I left pretty overwhelmed that day. You see, this is a typology that identifies more than just those nice strong characteristics that work for good in our lives when we use them in the way God intends. It also identifies negatives qualities that can show up: the sinful part, our lower nature, which we all have. I was pretty uncomfortable. I left that day with more questions than answers. I left that day pretty down on myself. Surely those negative characteristics in what was looking like “my number”, “my space” weren’t true! Well . . . they are there. I wanted to hide.
However, something significant took place that day. My daughter and I went to a deeper place of connection in our relationship. We talked. We cried. We asked for forgiveness from one another. We gave it to one another. We now have more understanding and compassion toward one another. We have more grace towards one another because we understand ourselves and each other better.
We discovered we each look at life and even at each other through a different lens. Many of us believe others see things in life just like we do and if they don’t then we believe they’re wrong and we’re right. That’s not necessarily true. I’m very grateful for the new discoveries I continue making about myself, about others, and about God through using the tool of the Enneagram. There’s spiritual wisdom to be found in this ancient typology system. It’s leading me closer to God.
In my journey of studying the Enneagram I ran across this quote by John Calvin. “Nearly all wisdom we possess, true and sound wisdom, consists in two parts: the knowledge of God and of ourselves. No one can truly know God without knowing oneself and one couldn’t truly know oneself without knowing God. Which one precedes and brings forth the other is not easy to discern.”
God uniquely and beautifully designed each of us. Unfortunately, sin marred God’s perfect design. Placed in the perfect Garden of Eden, the first man used the gift of choice and chose to disobey God. But, God in His perfect love sent us a Rescuer who redeems. His name is Jesus.
The Enneagram is a great tool that can help us confront those things in our lives that Jesus wants to redeem and transform. I love what Eugene Peterson says: “In His love, Jesus, diagnoses what is unique in us. He understands the precise ways in which things have gone wrong, and diagnoses the particular aberrations that have seeped into our lives, and then He mercilessly saves us from them. Jesus’ love awakens the sleeping parts of our lives to the colors and delights of eternal life. This waking is not without pain or difficulty or struggle. Being awake requires more energy than sleeping. There is also the possibility of more pain. Sleeping people don’t suffer.”
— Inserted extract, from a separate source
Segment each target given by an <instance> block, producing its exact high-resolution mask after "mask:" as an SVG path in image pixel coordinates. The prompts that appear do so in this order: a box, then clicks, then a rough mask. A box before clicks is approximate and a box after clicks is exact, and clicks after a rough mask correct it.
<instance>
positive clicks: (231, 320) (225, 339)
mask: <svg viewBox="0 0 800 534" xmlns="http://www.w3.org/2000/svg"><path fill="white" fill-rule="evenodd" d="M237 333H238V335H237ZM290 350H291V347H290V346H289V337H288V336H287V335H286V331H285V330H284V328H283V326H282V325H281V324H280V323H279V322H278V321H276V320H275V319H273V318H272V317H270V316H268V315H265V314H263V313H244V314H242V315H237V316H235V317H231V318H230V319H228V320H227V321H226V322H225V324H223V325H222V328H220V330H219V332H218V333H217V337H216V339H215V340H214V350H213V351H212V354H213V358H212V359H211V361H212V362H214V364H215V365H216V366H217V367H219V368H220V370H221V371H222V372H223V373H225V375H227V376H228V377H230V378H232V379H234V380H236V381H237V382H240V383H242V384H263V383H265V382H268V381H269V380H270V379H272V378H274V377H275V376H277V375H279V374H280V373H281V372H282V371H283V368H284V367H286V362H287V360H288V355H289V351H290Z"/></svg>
We can be asleep at the wheel of our lives and stop growing in our relationship to God, with each other, and in relationship to ourselves, which includes knowing what is going on in those deeper recesses of our hearts. This is a part of spiritual transformation. There is pain and struggle involved, but it moves us to a deeper place of flourishing that is joy-filled, love-filled, and peace filled
God is using the tool of the Enneagram to make me more aware of who I am: the good, the bad, and the ugly. Each day God reveals more of Himself to me through the Holy Scriptures and through His Spirit.
Roberto Assaglio aptly describes spiritual transformation: Spiritual development is a long and arduous journey, an adventure through strange lands full of surprises, joy, beauty, difficulties, and even dangers.”
I can honestly say the past year included all of those things. It’s included grief like I’ve never known before, Biblical study in a way I’d never done before, obedience to God in areas that surprised me and stretched me, deeper connections in relationships with family and friends because of my own spiritual growth, and the opportunity for deeper training in understanding the Enneagram through an exceptional Enneagram coach. That training has opened doors for me to coach others using the Enneagram, too.
I’m learning how to truly love God, others and myself (Romans 13:8, Galatians 5:14, 22-23). The journey is just beginning! In coming blogs, I’ll share more of the transformation God is doing in me and, I trust, you’ll be challenged and encouraged, too. Are you in a growth process? How has God been transforming you?